Improving Similarity Search in Earth Observation Data #278

brunosan · 2024-06-11T23:25:45Z

brunosan
Jun 11, 2024
Maintainer

Given a set of examples [positives and begatives] of geospatial embeddings, what is the best way to find similar ones?

Context

In Earth Observation (EO) data, identifying similar features from satellite images is crucial. Embeddings are vector summaries of the images with great potential. In text applications, embeddings are often used via "cosine similarity", but in EO I believe we have unique challenges and opportunities we should explore.

UX consideration

Many of our use case favors user experience, so we are less tolerant to false negatives than false positives. That is, we rather miss cases than show irrelevant ones. precision > recall.

Why EO embeddings are different:

EO embeddings are strictly anchored to pixel values, via the linear projection of the pixel values. Text tokens start fully random. Hence the EO embeddings are both more constrained, but constrained to real "anchors" on the ground.
The "noise" in EO embeddings, e.g. clouds, haze, temporal changes, are significant enough that their semantic might be incorporated.
EO embeddings are intrinsically very polysemic. An image chip contains many possible semantics (car, road, grass, ...). Moreover these semantics are often related in similar ways, which makes pruning into a specific semantic of interest harder.
Semantics are not tokenizable or orthogonal. We can only change the size of the image, whose relation to the size of the semantics is much more complex than test. Rhere is a also very complex (but I'd say static) interrelation of EO semantics.
Interpolations on the embedding space might be too weird. E.g. sand+water=beach but the average of a house might be a square, not a house.

Status quo

We've seen, and explored different current options, taken mostly from NLP:

Simple positive Average

Combine average positive embeddings hoping to average out non intended semantics.

E.g.
If we combine:

Chip with a house, car, grass

Chip with a house

Chip with a house and water
The average will point towards ~3x house and 1/3 others.

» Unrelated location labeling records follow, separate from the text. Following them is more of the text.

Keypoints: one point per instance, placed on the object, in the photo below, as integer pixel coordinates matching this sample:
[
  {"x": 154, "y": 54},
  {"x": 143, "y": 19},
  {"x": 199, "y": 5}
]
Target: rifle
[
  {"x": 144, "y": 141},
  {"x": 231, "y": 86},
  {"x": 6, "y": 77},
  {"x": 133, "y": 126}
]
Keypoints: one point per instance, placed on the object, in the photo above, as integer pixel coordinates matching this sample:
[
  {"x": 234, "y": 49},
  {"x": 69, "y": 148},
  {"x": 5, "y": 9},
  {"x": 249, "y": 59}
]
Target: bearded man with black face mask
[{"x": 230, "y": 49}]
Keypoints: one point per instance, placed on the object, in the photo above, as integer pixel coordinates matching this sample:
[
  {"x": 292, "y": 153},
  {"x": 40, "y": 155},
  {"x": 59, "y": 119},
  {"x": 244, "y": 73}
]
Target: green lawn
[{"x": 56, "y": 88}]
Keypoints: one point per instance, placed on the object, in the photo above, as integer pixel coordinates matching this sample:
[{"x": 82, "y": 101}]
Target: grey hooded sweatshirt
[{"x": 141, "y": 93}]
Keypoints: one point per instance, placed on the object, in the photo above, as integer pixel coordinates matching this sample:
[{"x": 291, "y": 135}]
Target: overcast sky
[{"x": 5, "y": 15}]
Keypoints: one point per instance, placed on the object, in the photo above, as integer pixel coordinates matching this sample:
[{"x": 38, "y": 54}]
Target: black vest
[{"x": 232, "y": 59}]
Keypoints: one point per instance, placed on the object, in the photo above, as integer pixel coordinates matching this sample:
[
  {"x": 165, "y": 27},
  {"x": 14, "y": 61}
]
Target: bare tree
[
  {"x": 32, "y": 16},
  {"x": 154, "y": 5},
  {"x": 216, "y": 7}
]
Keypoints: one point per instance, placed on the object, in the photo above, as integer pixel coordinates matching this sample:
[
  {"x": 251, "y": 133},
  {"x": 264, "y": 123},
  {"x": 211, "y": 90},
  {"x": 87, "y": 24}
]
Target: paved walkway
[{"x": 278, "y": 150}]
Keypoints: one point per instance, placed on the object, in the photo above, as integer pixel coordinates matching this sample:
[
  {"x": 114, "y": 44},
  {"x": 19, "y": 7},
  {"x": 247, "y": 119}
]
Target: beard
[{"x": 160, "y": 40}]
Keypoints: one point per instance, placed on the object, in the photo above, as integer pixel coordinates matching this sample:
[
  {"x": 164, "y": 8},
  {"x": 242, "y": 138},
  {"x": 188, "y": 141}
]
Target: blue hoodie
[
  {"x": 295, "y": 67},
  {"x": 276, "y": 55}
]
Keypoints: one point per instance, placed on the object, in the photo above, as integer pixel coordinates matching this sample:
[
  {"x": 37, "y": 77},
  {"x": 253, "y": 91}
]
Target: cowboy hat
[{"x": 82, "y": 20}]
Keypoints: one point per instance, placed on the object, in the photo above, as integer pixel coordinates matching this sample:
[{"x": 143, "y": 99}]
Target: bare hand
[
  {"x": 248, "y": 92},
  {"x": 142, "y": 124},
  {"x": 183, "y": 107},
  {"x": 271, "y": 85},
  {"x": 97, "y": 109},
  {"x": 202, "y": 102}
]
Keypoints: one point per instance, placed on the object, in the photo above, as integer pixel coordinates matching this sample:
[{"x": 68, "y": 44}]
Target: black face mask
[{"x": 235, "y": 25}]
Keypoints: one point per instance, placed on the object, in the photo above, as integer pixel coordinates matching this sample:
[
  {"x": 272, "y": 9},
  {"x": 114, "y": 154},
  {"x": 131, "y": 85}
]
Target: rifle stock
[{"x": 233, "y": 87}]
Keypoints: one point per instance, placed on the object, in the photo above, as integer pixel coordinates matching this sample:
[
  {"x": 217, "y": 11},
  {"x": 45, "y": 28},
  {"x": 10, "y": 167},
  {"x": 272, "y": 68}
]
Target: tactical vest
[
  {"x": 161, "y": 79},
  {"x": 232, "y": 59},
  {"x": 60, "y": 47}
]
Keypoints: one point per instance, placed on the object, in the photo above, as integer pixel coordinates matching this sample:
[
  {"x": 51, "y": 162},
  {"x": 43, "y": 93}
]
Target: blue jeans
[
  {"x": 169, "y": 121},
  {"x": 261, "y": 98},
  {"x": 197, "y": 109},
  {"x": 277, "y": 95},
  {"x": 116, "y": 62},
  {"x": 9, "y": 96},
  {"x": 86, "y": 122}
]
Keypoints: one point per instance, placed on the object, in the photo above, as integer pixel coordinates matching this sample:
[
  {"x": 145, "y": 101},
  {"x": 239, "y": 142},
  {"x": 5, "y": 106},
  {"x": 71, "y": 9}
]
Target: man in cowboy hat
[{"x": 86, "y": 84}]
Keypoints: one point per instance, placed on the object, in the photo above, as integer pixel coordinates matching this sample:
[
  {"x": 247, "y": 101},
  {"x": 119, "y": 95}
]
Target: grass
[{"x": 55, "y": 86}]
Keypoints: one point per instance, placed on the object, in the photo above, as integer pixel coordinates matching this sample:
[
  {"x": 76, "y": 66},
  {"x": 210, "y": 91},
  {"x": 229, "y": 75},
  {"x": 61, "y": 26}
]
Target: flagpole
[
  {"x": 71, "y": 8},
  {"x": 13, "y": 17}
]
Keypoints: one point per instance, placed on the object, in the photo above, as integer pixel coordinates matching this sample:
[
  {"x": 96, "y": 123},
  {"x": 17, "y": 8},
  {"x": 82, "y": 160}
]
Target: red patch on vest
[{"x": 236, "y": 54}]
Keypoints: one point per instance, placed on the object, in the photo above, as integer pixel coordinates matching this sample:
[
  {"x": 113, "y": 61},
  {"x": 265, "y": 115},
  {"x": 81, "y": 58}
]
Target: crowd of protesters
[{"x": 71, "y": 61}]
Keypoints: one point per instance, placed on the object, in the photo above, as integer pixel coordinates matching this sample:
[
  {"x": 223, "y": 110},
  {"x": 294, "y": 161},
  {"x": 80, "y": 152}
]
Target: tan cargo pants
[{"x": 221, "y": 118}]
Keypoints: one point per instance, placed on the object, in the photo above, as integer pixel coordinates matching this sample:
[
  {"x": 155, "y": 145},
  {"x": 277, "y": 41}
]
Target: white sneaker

This also works if we purposefully combine intended semantics. E.g. we add a desert tile with a water tile, to find beach coasts.

Pseudo Code

average(cosine_similarity(positive_embeddings))

Assessment

Very basic, there should be room for much improvement. Needs a lot of samples to weed out common associations of semantics.

Simple Net Average

We use this one on the Explore app as default.

Combine average positive embeddings and substract average negative samples hoping to average out non intended semantics and remove unintended ones.

E.g.
If we combine as positives:

Chip with a house, car, grass

Chip with a house

Chip with a house and water
If we combine as negatives:

Chip with a car, grass

Chip with a grass
The average will point much more strongly to the location of house, than the rest.

Note: It is unclear to me if one can have "net 0" semantics. e.g. +house - house = 0.

Pseudo Code

average(cosine_similarity(positive_embeddings)) - average(cosine_similarity(negative_embeddings))

Common Similar:

We use this one on the Explore app as alternative.

The goal here is to find the most common embeddings similar to all positive samples, subtracting the most common embeddings similar to the negatives.

This methos doesn't use averages to it doesn't traverse to locations in the embedding space outside of real samples. It basically weights all candidates for how close they are to each positive sample and far from negative ones.

Note> This method scales really poorly.

Pseudo Code

positive_scores = compute_cosine_scores(all_embeddings, positive_embeddings)
negative_scores = compute_cosine_scores(all_embeddings, negative_embeddings)

positive_scores - negative_scores (element-wise)

Other method we've tried.

There are plenty of other methods we've tried.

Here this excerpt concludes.